Voilà à quoi mène l'amour de la musique... à l'ouverture et au partage entre initiés d'abord, entre amis aussi, puis au plus grand nombre... c'est une drogue, aimer la musique donne envie de la partager, de la démocratiser, pas à pas, sillon après sillon.

C'est toujours un peu blessant de voir comment la musique est reléguée en queue de train dans les milieux institutionnels culturels et politiques, loin derrière le cinéma, qui s'en nourrit abondamment, derrière la peinture alors que rien dans la composition musicale ne peut plus ressembler à la gestation d'un tableau, derrière la danse et la mode qui ne sont pas les derniers à en avoir besoin, derrière le théâtre...

Détruisez les capacités de création musicale. Laissez infuser et regardez ce qu'il adviendra de ces autres formes jugées, aidées, soutenues dans des proportions largement plus importantes que les pauvres musicales dites actuelles.

La perception de la techno a longtemps été en décalage par rapport à tout ce qu'elle représentait et pouvait apporter culturellement. En la matière, Laurent Garnier est l'un des portes-drapeaux incontournables d'une musique de niche devenue une véritable culture au fil des ans, grâce à une discophilie dévorante - il suffit de jeter un oeil à la page d'accueil de son site pour en prendre la mesure - mais surtout une curiosité et un éclectisme suffisamment rare pour être souligné.

La flamme qui habite le mélomane, DJ, producteur, compositeur pour le cinéma, la télévision, le théâtre, l'a mené à la Légion d'honneur, le 1er janvier 2017... une forme de reconnaissance qui vient valider, avec un certain sens du contretemps, un parcours et une influence à l'échelle planétaire.
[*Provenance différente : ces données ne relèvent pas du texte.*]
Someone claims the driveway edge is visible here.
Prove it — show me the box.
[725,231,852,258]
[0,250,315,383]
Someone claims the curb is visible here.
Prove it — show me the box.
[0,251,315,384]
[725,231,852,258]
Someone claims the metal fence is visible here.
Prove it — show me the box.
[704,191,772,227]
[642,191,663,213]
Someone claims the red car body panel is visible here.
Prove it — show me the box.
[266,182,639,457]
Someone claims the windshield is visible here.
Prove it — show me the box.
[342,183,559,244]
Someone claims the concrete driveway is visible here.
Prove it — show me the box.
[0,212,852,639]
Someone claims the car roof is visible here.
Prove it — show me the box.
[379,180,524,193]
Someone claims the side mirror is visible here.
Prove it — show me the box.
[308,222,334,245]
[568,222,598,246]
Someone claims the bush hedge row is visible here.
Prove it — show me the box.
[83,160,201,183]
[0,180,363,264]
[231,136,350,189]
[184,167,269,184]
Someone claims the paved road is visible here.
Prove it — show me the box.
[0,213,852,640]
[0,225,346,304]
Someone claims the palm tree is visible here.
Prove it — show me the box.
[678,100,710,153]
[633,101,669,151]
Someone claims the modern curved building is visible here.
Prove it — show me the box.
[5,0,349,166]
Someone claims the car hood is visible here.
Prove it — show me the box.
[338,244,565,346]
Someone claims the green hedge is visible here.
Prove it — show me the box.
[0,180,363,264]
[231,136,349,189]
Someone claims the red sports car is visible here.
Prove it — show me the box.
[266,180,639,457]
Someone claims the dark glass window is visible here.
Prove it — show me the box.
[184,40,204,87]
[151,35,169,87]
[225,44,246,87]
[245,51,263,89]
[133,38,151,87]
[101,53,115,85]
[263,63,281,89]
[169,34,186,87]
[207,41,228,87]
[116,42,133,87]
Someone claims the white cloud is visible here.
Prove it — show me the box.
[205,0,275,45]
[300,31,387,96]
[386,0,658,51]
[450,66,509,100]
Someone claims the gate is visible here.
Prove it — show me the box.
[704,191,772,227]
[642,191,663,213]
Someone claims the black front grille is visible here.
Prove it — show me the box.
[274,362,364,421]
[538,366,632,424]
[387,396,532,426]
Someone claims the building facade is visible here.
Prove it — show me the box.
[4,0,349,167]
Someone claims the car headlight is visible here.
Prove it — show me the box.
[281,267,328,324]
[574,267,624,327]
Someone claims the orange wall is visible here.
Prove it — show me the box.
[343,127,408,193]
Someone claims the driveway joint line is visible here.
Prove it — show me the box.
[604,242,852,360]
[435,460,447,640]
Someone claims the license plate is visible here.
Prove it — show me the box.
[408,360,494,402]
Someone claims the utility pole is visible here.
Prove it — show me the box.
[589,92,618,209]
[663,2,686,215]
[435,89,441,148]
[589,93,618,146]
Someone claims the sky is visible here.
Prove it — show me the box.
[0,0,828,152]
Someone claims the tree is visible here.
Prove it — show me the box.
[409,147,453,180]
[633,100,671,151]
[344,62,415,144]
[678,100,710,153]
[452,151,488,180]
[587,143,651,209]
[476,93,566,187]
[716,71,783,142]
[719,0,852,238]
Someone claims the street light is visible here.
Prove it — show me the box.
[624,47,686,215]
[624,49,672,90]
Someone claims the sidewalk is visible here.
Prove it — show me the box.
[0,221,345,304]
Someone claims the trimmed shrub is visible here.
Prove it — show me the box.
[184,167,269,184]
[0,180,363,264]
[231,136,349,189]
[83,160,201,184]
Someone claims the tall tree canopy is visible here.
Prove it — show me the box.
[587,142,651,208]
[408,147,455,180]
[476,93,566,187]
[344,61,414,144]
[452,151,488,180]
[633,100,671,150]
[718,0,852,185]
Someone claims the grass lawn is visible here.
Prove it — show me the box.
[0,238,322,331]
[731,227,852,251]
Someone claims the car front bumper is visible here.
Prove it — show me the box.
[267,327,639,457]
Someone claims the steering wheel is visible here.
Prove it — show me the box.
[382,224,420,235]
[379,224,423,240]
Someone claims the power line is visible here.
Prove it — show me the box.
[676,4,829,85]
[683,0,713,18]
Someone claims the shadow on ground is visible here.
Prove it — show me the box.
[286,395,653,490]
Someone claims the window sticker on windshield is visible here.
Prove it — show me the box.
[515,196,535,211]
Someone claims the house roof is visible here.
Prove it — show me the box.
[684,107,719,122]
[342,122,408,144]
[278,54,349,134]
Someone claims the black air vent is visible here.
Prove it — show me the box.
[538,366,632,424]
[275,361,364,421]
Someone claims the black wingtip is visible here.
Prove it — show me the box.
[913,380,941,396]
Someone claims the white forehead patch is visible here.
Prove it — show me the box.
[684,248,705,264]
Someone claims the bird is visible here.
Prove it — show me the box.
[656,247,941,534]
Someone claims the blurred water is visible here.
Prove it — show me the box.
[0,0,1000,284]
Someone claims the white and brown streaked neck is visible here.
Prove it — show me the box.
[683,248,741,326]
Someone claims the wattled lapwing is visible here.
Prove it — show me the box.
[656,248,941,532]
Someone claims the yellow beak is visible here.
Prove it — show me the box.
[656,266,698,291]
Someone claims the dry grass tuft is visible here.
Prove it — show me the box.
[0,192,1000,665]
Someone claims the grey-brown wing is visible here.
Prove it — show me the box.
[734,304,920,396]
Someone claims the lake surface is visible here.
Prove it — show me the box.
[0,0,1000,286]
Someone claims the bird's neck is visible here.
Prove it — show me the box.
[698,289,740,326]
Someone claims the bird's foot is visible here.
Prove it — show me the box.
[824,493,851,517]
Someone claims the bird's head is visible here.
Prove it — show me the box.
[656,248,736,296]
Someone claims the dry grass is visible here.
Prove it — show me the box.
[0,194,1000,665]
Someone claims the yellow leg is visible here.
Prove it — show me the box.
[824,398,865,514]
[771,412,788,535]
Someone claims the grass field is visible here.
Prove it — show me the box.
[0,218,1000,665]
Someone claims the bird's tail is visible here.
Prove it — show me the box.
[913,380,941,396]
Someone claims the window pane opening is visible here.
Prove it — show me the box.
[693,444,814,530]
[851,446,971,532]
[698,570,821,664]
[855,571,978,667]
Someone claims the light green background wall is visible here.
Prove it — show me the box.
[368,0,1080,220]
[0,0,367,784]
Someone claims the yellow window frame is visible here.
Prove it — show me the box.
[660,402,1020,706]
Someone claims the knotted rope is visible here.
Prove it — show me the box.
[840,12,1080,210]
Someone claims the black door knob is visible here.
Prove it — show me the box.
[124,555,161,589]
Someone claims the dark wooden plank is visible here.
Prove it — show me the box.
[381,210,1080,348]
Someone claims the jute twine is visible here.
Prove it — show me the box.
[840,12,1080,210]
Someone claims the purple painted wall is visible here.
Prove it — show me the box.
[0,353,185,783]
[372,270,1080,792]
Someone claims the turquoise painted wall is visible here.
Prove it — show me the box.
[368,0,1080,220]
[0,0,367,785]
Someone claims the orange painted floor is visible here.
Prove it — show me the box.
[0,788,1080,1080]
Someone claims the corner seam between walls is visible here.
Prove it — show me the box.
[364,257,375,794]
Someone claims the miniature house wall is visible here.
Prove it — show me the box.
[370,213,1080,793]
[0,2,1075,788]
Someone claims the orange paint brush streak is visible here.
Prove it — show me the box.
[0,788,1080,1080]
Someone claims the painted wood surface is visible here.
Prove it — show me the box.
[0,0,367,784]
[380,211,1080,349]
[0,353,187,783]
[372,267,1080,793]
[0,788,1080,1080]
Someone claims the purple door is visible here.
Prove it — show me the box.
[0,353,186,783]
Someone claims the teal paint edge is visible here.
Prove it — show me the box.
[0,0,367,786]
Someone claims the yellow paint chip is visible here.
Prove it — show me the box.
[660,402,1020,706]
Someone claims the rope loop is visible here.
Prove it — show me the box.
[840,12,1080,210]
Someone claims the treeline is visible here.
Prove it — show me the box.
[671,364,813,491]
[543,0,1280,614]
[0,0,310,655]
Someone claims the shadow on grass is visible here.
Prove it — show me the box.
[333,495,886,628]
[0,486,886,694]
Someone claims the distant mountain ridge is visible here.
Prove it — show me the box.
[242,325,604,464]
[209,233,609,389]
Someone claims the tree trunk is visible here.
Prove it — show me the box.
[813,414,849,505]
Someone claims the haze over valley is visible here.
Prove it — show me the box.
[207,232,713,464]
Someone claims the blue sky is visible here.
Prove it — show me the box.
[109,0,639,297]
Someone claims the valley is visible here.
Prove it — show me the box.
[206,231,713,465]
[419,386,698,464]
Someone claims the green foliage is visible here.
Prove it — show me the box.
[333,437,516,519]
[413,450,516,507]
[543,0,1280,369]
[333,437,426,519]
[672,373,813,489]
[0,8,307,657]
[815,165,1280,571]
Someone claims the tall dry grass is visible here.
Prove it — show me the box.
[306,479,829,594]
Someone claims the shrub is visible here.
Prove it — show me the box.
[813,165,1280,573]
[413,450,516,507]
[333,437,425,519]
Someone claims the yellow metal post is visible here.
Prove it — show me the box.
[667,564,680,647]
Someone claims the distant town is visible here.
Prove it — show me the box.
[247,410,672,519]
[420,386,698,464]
Autant dire que la reconnaissance, du public, lui était acquise, elle, de longue date et avait su bienheureusement ne pas attendre trente ans... appelant en cela à rire du décalage culturel des élites plus qu'à craindre une quelconque récupération ou institutionnalisation...

La découverte musicale est incompatible avec le biberonnée des playlists de radio qui tourne en boucle sur 70 titres. Elle prend vite les allures d'un parcours initiatique. Brûler les étapes revient à rater des éléments clefs pour une saine ouverture d'esprit et à rater l'éveil à certains sons qui manqueront à tout bagage culturel pour entrer à un moment ou un autre dans une autre bibliothèque sonore.

De fait, il est plus que légitime de parler d'éducation musicale.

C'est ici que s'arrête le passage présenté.